Class size limitations: no
Time needed: 25 minutes: 5 minutes for students to discuss and decide 15-20 to debrief
It is important for well-informed citizens to understand the role of the federal government in the US economy. The federal budget deficit and national debt are often mischaracterized and misunderstood. In this activity, students will use their knowledge of fiscal policy and the federal budget to decide whether or not the federal budget should be balanced on an annual basis.
Expected Student Learning Outcomes
Students will be able to evaluate the potential of the federal budget to stabilize economic activity.
Information Given to Students
Suppose you saw a TikTok of (insert Senator or House member who has made an assertion like this) advocating a requirement that Congress always balance the federal budget and would like to respond. Which argument should you use in your video response?
A. It is important to live within your means. Households have to balance their own budgets so we should expect the same thing from our federal government.
B. It has been over 20 years since the federal government has had a budget surplus and budget deficits are definitely the "norm." We need to change our ways. Plus, if the national debt gets too large, it could lead to higher borrowing costs for the federal government (would have to offer higher interest rates to entice people to buy its bonds)
C. Suppose there is a recession which automatically leads to reduced federal tax revenue and increased spending on safety net programs. The only way to balance a budget during a recession would be to cut spending or increase taxes, thereby worsening the recession.
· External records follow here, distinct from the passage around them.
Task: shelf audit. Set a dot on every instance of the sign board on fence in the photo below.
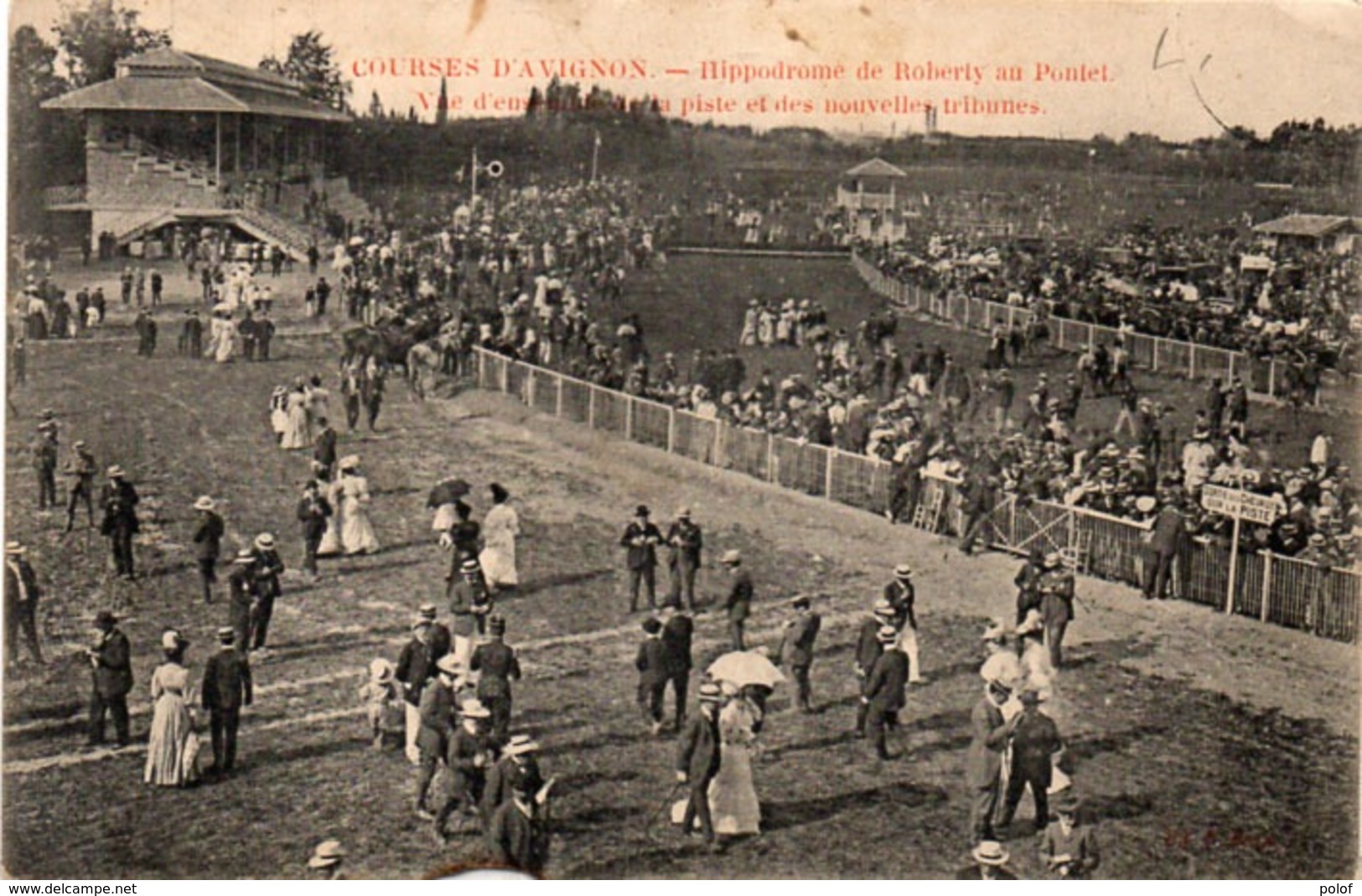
(1245, 505)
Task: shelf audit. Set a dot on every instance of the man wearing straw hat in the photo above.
(989, 859)
(268, 568)
(1056, 588)
(1069, 848)
(697, 761)
(797, 649)
(883, 693)
(120, 519)
(519, 761)
(468, 759)
(738, 603)
(111, 660)
(226, 688)
(241, 597)
(640, 540)
(80, 469)
(327, 859)
(686, 544)
(436, 722)
(21, 603)
(900, 594)
(989, 736)
(518, 834)
(497, 667)
(867, 651)
(207, 540)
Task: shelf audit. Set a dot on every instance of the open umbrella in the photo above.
(447, 492)
(745, 667)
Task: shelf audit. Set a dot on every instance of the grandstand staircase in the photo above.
(161, 189)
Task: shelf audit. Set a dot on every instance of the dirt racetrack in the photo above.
(1205, 747)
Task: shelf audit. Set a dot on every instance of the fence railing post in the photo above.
(1267, 586)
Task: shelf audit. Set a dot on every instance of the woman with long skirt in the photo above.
(172, 754)
(355, 530)
(500, 529)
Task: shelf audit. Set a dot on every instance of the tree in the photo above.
(96, 37)
(33, 78)
(442, 106)
(312, 65)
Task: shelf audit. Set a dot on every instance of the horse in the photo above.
(424, 364)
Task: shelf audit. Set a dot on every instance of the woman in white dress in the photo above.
(331, 544)
(298, 431)
(355, 531)
(733, 797)
(279, 413)
(228, 338)
(172, 754)
(500, 529)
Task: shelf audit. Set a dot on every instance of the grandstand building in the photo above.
(178, 141)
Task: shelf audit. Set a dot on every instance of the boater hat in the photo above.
(991, 852)
(329, 852)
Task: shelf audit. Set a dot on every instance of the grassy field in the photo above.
(1207, 747)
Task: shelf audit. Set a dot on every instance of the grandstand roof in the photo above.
(876, 168)
(1307, 225)
(170, 80)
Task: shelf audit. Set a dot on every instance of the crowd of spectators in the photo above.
(1222, 289)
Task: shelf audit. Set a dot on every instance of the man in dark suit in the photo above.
(497, 667)
(21, 603)
(984, 761)
(226, 688)
(324, 449)
(436, 721)
(902, 597)
(738, 605)
(268, 568)
(797, 649)
(207, 541)
(313, 511)
(241, 597)
(677, 632)
(1035, 739)
(120, 519)
(80, 470)
(442, 640)
(414, 671)
(686, 544)
(640, 540)
(867, 650)
(1163, 547)
(1056, 588)
(651, 664)
(697, 761)
(468, 760)
(883, 693)
(111, 658)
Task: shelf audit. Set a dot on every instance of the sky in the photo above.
(1177, 70)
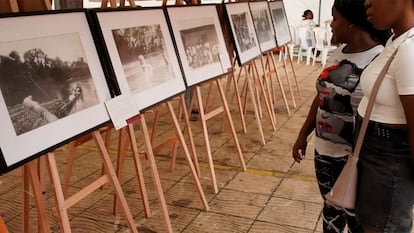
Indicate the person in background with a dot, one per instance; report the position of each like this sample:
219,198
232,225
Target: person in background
309,24
332,112
307,20
385,194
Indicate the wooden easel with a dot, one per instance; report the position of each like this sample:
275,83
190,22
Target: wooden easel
110,176
271,68
252,79
285,67
204,116
181,138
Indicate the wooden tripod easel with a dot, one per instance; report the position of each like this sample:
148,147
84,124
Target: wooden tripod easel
251,81
285,67
271,68
204,116
180,137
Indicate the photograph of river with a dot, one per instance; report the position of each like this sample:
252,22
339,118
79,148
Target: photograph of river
44,79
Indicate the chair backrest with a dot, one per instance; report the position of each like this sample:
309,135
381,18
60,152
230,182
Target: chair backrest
320,37
306,37
293,33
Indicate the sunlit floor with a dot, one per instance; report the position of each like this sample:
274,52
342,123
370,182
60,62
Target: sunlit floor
273,195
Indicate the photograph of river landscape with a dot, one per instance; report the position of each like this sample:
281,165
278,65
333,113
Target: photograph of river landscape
44,79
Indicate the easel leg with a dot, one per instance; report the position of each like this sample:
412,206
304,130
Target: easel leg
112,176
206,140
230,121
292,95
294,76
187,156
268,105
138,169
232,79
31,170
25,203
255,106
190,135
59,198
154,171
271,60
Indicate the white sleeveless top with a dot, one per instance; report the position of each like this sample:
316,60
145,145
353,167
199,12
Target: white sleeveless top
399,80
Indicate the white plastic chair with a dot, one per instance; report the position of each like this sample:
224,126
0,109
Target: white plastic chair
306,43
292,46
322,44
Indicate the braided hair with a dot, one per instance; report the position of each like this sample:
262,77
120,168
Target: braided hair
355,12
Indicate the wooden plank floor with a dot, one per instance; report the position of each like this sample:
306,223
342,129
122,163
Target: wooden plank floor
273,195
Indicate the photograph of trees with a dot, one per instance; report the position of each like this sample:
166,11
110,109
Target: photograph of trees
44,79
143,56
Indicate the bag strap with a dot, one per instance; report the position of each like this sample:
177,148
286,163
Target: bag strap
370,105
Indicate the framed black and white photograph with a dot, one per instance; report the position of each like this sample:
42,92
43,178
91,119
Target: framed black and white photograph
263,25
243,31
280,23
200,42
53,86
142,54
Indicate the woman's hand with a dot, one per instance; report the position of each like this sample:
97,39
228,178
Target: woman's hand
299,149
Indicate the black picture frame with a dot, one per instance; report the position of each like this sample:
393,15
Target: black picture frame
263,25
54,86
200,42
142,53
280,23
243,32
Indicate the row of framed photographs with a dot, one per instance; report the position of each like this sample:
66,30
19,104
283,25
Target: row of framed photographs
59,69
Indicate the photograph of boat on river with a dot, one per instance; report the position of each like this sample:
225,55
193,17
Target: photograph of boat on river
42,81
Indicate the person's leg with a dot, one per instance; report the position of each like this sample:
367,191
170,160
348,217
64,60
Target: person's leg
327,171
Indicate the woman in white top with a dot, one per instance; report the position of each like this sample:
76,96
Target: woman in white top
386,173
334,106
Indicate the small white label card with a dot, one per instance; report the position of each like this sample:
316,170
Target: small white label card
121,108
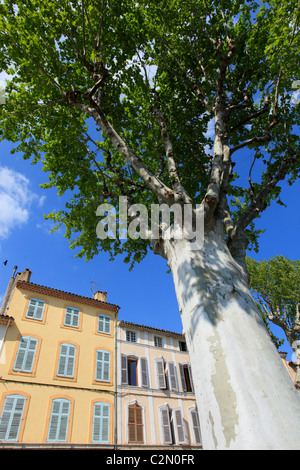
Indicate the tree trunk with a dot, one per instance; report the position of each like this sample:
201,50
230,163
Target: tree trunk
245,398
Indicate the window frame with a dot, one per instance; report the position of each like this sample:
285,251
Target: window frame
101,419
194,416
102,368
26,353
106,319
158,341
138,427
185,370
68,358
11,419
36,307
59,420
130,334
76,311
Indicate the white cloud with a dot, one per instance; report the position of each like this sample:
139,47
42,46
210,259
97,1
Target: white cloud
15,200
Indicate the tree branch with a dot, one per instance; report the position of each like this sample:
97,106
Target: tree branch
153,183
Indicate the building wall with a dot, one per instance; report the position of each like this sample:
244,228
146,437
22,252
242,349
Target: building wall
42,383
150,398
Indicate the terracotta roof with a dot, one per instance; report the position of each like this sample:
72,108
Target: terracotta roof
145,327
66,295
5,319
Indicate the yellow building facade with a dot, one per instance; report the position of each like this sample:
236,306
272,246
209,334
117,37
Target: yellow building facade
156,406
57,367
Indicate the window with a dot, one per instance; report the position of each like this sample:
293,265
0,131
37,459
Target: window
26,354
172,420
132,368
132,371
35,309
101,423
72,317
102,366
135,424
104,322
186,377
196,426
59,420
166,374
131,336
158,342
66,361
11,417
167,425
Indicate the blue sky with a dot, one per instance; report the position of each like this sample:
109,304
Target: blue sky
146,294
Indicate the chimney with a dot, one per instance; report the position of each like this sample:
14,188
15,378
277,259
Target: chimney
8,293
282,354
24,275
99,295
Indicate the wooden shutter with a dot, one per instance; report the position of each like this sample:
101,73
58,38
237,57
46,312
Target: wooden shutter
72,317
35,309
26,354
144,372
180,428
191,377
124,370
135,424
11,418
103,366
182,376
101,423
66,362
58,426
160,373
166,425
196,426
104,322
172,376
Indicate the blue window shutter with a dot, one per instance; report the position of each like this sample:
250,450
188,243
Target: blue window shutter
101,423
102,366
104,324
59,420
11,417
26,354
72,317
35,309
66,361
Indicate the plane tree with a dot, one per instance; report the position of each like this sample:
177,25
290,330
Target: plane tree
275,284
172,102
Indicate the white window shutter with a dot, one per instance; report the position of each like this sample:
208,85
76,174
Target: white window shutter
11,418
26,354
173,384
144,372
180,427
166,426
196,426
124,370
191,377
183,382
160,373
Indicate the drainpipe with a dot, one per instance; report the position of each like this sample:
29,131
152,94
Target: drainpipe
8,292
116,382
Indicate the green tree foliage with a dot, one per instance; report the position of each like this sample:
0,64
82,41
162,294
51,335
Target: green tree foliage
118,98
276,287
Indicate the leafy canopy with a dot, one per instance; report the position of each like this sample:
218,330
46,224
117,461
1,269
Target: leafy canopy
276,287
123,98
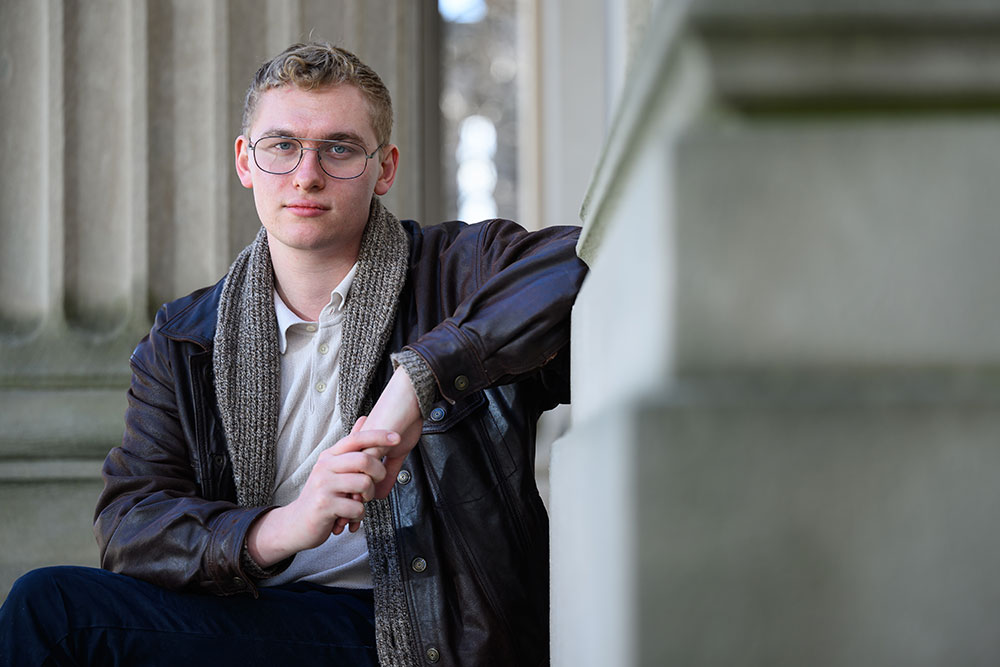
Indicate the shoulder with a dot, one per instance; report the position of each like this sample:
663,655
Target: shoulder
191,318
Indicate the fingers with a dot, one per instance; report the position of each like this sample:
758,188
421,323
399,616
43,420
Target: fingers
360,440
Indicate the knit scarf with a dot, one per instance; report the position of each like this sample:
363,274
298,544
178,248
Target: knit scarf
247,386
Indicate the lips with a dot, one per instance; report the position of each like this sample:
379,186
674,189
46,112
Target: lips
306,208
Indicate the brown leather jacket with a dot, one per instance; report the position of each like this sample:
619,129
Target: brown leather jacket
489,302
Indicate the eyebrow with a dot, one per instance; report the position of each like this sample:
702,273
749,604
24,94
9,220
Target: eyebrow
331,136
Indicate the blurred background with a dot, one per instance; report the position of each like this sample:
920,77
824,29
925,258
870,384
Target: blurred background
783,446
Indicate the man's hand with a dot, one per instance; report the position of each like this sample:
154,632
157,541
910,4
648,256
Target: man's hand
343,478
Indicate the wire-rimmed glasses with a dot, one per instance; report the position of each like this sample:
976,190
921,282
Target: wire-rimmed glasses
338,159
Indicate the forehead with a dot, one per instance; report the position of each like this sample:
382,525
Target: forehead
315,114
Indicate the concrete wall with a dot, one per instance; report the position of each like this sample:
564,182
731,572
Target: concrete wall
786,401
118,194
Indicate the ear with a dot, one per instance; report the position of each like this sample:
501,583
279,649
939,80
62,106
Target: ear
387,169
243,161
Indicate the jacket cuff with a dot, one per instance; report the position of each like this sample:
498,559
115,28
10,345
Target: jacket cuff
421,376
456,368
251,569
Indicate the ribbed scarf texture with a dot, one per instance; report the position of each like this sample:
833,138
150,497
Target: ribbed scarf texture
247,386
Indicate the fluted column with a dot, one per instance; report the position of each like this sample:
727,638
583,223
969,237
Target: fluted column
786,402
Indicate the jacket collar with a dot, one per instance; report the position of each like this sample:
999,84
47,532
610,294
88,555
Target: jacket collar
193,318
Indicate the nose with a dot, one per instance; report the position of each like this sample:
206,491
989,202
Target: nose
309,175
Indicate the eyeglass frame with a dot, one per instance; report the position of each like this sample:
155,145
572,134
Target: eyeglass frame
302,151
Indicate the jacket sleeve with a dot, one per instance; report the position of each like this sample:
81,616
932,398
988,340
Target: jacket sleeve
512,309
151,522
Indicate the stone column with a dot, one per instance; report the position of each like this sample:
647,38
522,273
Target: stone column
786,403
118,194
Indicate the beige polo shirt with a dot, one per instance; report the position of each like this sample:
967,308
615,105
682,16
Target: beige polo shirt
309,421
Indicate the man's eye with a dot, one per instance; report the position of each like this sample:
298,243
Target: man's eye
340,151
280,146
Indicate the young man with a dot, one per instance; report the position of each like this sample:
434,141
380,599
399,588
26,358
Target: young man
350,371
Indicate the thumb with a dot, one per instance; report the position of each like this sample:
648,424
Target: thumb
358,425
392,468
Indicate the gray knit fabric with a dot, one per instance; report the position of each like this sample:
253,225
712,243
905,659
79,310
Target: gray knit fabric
421,376
247,385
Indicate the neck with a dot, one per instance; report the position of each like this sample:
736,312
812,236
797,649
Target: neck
304,280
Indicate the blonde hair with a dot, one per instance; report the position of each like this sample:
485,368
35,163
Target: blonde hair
317,65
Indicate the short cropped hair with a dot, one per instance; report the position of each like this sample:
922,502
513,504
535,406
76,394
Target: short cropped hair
318,65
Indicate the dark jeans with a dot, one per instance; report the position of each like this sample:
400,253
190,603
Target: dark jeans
84,616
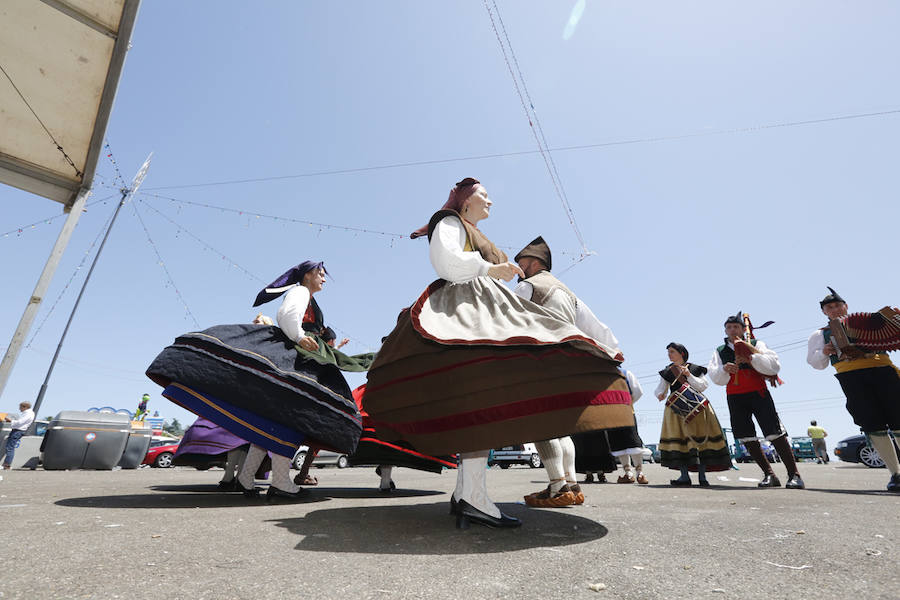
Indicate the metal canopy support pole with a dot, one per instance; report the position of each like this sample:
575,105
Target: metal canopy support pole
15,346
138,179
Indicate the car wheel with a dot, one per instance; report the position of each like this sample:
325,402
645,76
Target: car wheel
299,459
164,460
869,456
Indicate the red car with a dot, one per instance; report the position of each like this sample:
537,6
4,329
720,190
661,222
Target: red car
160,454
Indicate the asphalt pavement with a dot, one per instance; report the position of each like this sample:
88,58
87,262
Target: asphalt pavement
169,534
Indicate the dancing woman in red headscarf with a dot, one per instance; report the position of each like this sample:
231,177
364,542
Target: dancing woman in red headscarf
471,366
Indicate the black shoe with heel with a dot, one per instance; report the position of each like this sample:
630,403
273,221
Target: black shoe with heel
275,494
252,492
466,514
769,481
795,483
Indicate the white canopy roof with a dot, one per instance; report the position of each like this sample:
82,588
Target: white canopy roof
65,58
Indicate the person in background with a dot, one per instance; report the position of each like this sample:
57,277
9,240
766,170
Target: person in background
543,288
19,426
818,435
748,397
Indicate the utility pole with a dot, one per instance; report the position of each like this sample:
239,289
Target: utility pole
126,193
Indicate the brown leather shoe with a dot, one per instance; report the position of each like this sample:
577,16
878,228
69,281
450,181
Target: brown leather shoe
547,499
579,495
626,478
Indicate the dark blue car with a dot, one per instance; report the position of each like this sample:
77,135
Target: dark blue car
856,448
739,453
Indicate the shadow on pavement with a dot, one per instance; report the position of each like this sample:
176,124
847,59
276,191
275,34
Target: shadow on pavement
429,529
186,500
208,496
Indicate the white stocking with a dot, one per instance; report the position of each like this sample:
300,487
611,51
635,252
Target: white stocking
471,482
552,456
232,463
568,447
638,461
882,442
281,474
385,477
248,470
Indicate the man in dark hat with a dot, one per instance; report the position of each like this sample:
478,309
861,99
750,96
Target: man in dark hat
869,380
748,397
539,286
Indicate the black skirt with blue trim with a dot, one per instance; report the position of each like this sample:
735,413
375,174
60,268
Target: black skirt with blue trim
251,380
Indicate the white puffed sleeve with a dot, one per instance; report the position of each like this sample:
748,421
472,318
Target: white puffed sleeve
815,351
524,289
290,315
662,389
765,360
562,304
591,325
698,383
716,370
448,258
635,385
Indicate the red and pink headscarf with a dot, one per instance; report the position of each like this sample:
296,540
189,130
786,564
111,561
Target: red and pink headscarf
458,195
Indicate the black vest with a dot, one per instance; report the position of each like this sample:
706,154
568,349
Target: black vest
726,354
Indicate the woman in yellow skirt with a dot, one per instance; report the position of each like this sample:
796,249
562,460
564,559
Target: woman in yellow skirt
691,437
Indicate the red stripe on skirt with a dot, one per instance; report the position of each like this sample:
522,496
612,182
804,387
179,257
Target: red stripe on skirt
475,361
506,412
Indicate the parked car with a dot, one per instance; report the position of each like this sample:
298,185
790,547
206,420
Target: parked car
323,459
856,448
517,454
161,453
802,447
739,453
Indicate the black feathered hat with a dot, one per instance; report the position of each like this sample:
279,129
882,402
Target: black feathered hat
538,249
832,297
735,318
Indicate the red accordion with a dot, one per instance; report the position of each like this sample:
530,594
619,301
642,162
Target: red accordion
867,332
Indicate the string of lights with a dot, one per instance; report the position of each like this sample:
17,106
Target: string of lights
162,264
518,78
20,230
206,245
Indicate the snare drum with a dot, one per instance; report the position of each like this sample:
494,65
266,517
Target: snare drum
687,402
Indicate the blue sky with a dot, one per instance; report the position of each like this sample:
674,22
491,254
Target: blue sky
709,211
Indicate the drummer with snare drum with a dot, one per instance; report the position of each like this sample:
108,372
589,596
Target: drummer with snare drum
744,364
691,437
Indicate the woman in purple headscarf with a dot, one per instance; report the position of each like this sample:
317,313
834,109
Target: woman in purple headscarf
276,387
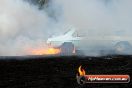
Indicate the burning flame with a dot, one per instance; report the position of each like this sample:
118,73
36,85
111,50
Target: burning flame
81,71
48,51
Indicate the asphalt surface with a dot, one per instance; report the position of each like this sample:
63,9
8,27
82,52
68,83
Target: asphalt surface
60,72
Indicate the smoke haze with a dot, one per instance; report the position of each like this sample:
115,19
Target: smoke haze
24,26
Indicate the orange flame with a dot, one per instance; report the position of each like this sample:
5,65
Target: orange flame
81,71
48,51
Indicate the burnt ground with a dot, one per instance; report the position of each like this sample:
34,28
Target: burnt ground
60,72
D. Congress only controls about one third of annual federal spending (discretionary spending) and the rest is automatic so Congress probably could not balance the budget without changing laws about Social Security, etc.
FY 2021 CBO Budget Review (Acrobat (PDF) 705kB Aug11 22)
Teaching Notes and Tips
Prefatory: remind students of the types of fiscal policy (discretionary v. automatic) and that some federal outlays are controlled by Congress (discretionary spending) and others over which Congress has no control (mandatory). It would also be helpful to have reviewed the CBO Federal Budget Review document together as a class noting the major sources of both federal receipts and outlays.
Follow up questions:
1. In what ways is the federal government like a household? How is the federal government different from a household?
2. What happens if the US has to offer higher interest rates to entice people to buy bonds and lend it money? What is the opportunity cost? What is the current interest rate on a 30 year Treasury bond? (should be easy to look up)
3. During the early days of Covid 23 million people lost their jobs in a month. What happened automatically to federal receipts? Outlays? The federal budget? If Congress is required to *always* have a balanced budget, what would they have had to do during Covid?
4. What kind of laws would Congress have to change to be able to balance the budget? What would likely have to happen to Social Security and other mandatory programs? What is the political likelihood of this happening?